CARACAS – “Una preghiera per la pace in Siria”, l’appello di Papa Francesco al mondo è stato raccolto dal presidente della Repubblica, Nicolàs Maduro, che ha invitato i venezolani a far proprio l’invito del Sommo Pontefice.

– Noi – ha sottolineato il capo dello Stato che in più occasioni ha accusato gli Stati Uniti di voler bombardare e invadere la Siria – difendiamo la pace, desideriamo la pace. Anche noi digiuneremo e pregheremo.

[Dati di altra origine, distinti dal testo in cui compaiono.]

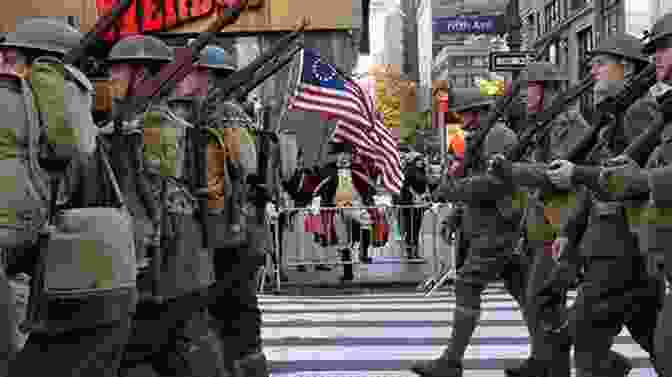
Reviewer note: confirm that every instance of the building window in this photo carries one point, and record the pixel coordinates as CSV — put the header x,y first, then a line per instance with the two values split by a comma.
x,y
531,27
475,79
551,15
460,81
460,61
586,41
479,61
578,4
611,14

Ma mentre il presidente Maduro invita a pregare per la pace in Siria, Amnistia Internazionale esorta il governo venezolano a non abbandonare la Convenzione dei Diritti Umani.

“La decisione di ritirarsi dalla Convenzione dei Diritti Umani – ha scritto in un comunicato   Amnistia Internazionale – è una offesa per tutte le vittime di violazione e rappresenta un grave rischio per le generazioni future”.

Amnistia Internazionale, nel suo comunicato, lancia l’allarme:

“La decisione del Venezuela, che entrerà in vigore dal 10 settembre, lascerà senza la protezione della ‘Corte Interamericana de los Derechos Humanos’ a tutti i cittadini in Venezuela”.

E sul tema della violenza e dei Diritti Umani, è intervenuto anche il leader dell’Opposizione, Henrique Capriles Radonski. Il governatore dello Stato Miranda, riferendosi alle recenti dichiarazioni del capo dello Stato contro la guerra in Siria, ha accusato il presidente Maduro di darsi pensiero per quel che accade fuori dalle frontiere venezuelane mentre nel Paese è sempre più pressante la condizione di insicurezza dei cittadini.

Capriles Radonski, che come il presidente Maduro ha invitato ad aderire all’iniziativa di Papa Francesco, ha sottolineato che il governo “dovrebbe preoccuparsi dei problemi dei venezolani”.

– Vogliamo precisare – ha puntualizzato Capriles Radonski – che siamo contro ogni manifestazione di violenta, contro ogni guerra. Abbiamo una guerra interna e il governo non dice nulla. Eppure dovrebbe preoccuparsi di risolvere i problemi che oggi soffriamo tutti i venezolani.